Es tarea imposible enumerar más de un puñado de individuos que hayan infligido mayor daño a la humanidad que el perpetrado por el fallecido Henry Kissinger. El 27 de mayo pasado se demostró la invalidez de la máxima que reza: no hay mal que dure 100 años. Su deceso, acaecido ayer, no pudo producirse en un momento más simbólico: horas antes, un grupo de senadores republicanos impulsó una resolución legislativa que establece que la Doctrina Monroe, el código que justifica la intervención diplomática, política y armada de Washington en todos los países de América Latina y el Caribe, es un principio duradero y vigente de la política exterior de Estados Unidos. Fue como si esta moción coronara su centenaria labor de aniquilar toda soberanía que no sea la estadunidense, y pudiera entonces retirarse en paz.

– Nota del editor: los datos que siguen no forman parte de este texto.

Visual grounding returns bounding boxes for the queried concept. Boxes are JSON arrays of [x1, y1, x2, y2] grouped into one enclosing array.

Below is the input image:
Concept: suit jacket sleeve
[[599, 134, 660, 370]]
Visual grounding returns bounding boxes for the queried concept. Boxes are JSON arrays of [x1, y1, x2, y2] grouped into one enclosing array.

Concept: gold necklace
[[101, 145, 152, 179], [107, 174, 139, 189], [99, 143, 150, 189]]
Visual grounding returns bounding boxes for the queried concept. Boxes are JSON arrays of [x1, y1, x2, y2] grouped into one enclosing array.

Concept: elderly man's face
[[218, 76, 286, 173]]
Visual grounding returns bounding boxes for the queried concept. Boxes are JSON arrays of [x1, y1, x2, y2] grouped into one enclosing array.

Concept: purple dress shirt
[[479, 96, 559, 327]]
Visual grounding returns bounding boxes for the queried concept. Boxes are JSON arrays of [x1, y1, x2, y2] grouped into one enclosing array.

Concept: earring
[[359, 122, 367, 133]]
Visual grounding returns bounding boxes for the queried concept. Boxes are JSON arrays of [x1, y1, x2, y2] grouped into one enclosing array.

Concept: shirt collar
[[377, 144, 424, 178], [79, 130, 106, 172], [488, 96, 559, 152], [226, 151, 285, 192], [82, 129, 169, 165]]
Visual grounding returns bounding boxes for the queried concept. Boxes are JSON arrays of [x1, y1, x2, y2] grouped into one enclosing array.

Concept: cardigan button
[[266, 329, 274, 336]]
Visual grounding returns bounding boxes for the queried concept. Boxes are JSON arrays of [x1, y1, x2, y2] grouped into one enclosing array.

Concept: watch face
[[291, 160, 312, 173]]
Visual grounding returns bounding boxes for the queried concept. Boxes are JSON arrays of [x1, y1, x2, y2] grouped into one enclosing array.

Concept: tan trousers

Como secretario de Estado durante las administraciones de Richard Nixon y Gerald Ford, como académico y como consultor privado durante medio siglo, este personaje organizó e instigó algunas de las mayores matanzas que haya contemplado la historia, y su papel como mentor de varias generaciones de la oligarquía estadunidense garantiza que sus ideas sigan causando muerte y miseria tras su desaparición física. En cada uno de los asuntos en los que intervino se puso del lado de los déspotas y los asesinos, dejando tras de sí una estela de muerte, sufrimiento y demolición de los derechos humanos. Su longevidad y su persistente influencia en los círculos de poder le permitieron dejar una impronta tan profunda como nefasta en el planeta.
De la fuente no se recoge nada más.